The BDS test (after the initials of W. A. Brock, W. Dechert and J. Scheinkman) detects nonlinear serial dependence in time series. The BDS test was not developed as a leading indicator, but it can help to avoid false detections of critical transitions due to model misspecification. After detrending (or first-differencing) to remove linear structure from the time series by fitting any linear model (e.g. ARMA(p,q), ARCH(q) or GARCH(p,q) models), the BDS tests the null hypothesis that the remaining residuals are independent and identically distributed (i.i.d.). Rejection of the i.i.d. hypothesis implies that there is remaining structure in the time series, which could include a hidden nonlinearity, hidden nonstationarity or other type of structure missed by detrending or model fitting. As critical transitions are considered to be triggered by strong nonlinear responses, the BDS test is expected to reject the i.i.d. hypothesis in the residual time series from a system that is approaching a critical transition. The BDS test can be helpful as an ad-hoc diagnostic test to detect nonlinearities in time series prior to transitions: if the BDS test rejects the i.i.d. hypothesis and there is another strong leading indicator, then the detected early warning is less likely to be a false positive.

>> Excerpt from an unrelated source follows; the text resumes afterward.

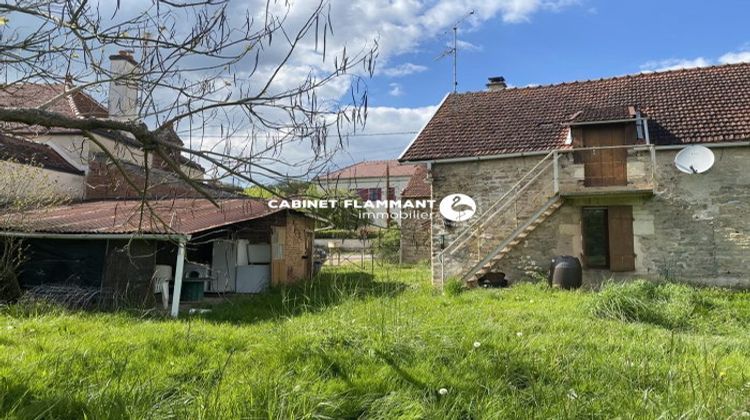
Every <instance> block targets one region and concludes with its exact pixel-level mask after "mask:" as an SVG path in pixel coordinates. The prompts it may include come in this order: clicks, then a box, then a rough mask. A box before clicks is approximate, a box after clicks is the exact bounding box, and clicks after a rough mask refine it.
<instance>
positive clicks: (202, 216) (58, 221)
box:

We present the BDS method applied to a simulated time series in which a critical transition is approaching (see panel below). We removed the underlying linear structure by: a. first-differencing, b. fitting an AR(1), or c. fitting a GARCH(0,1)) to the entire time series after log-transforming. The remaining residuals were used to estimate the BDS statistic for embedding dimensions 2 and 3, and ε values 0.5, 0.75, and 1 times the observed standard deviation of the time series (table). For each case, the significance of the BDS statistics was calculated using 1,000 bootstrap iterations. In general, the BDS statistic provided strong evidence for nonlinearity in the time series.
In principle, we can apply the BDS statistic within rolling windows to flag a potentially increasing nonlinearity in a time series that is approaching a transition. However, the fact that the BDS test requires a large number of observations for a reliable estimate and that it is sensitive to data preprocessing and filtering choices currently limits its use as a rolling window metric.